Sequels, I can understand their popularity with creators and consumers – the public like it so let’s give them more of the same. The flip side if this of course is that the very people that loved the original tend to criticise the sequel for not being as funny or as innovative or just plain as good as the original. It’s a quandary for writers. Sometimes, very very rarely, sequels are better than the originals – Godfather Part 2, The Empire Strikes Back – but most of the time they are franchise killers like Ghostbusters 2 or a sequel too far like, (shudder), Indiana Jones and the Kingdom of the Crystal Skull.
I ramble and digress as always, but I finally come to my point. This months main range release from Big Finish – Revenge of the Swarm is a sequel to The Invisible Enemy. Not the most awe inspiring starting point, even the most generous fan would rate Invisible Enemy as average, whilst received opinion is that it is a bit of a dud. But does the sequel breathe new life into the original story or will it be languishing at the bottom of Big Finish popularity polls just as it’s TV progenitor does in TV polls?

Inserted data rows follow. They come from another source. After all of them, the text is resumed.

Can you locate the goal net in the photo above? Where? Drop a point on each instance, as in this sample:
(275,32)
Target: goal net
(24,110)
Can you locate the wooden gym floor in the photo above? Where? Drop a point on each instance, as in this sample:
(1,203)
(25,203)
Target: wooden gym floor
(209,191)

The story sees my favourite classic Doctor, Sylvester McCoy, make his first appearance in a Big Finish story since last December’s Afterlife, following on from that story he is accompanied by Ace and Hector played by Sophie Aldred and Philip Olivier. Things start off pretty normally, Ace and the Doctor venturing out into the Titan base they have landed in, Hector, left behind in the TARDIS attempting to work some controls on the console, when a crackle go light discharges into him and “contact has been made”. It seems that the residue of the Nucleus of the Swarm has been dormant in the TARDIS console since the time of the Fourth Doctor waiting…..

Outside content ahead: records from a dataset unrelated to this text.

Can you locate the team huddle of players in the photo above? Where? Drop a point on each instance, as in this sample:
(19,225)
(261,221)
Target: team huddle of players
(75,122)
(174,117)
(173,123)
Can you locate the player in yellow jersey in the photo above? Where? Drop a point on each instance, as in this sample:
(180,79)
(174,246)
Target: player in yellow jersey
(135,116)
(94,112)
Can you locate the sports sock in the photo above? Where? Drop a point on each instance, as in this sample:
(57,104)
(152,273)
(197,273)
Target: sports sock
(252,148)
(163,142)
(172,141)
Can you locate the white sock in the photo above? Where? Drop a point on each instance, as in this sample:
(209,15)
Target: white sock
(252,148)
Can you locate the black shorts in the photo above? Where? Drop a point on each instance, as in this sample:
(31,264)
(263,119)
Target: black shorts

It seems like the Nucleus has been playing a very long game, and like the new series on TV this story involves time travel. But unlike the TV series, everything is locked into place and what will be most definitely will be. Nucleus of the swarm wants to ensure its own creation which in turn will lead to its universal domination.
The plot is pure “B-Movie” but done so well and plotted so tightly that this can be taken as a compliment. In fact it could translate quite easily to the big screen as a summer blockbuster. Jonathan Morris has again delivered the goods when it comes to Big Finish – I have said it before and I will say it again, let him write for the TV series, he really is quite superb.

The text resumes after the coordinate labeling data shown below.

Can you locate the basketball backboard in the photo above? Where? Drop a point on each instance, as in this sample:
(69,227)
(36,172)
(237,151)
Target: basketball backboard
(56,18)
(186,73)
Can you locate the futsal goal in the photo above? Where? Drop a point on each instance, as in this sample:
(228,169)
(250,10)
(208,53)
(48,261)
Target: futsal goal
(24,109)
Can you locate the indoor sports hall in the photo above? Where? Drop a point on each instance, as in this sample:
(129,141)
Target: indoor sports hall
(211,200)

I make no secret of my love of the Seventh Doctor and McCoy really is on form here as devious and manipulative as he has ever been, but tinged with a compassion and vulnerability often missing.
Do I like it? Yes I do! Is it perfect? No, but it is very very good indeed AND it has made me want to watch The Invisible Enemy again – no mean feat there. In the end, it is what it is, a rip roaring space romp and as this it succeeds, it even has John Leeson back as the Nucleus of the Swarm and you don’t get much better than that!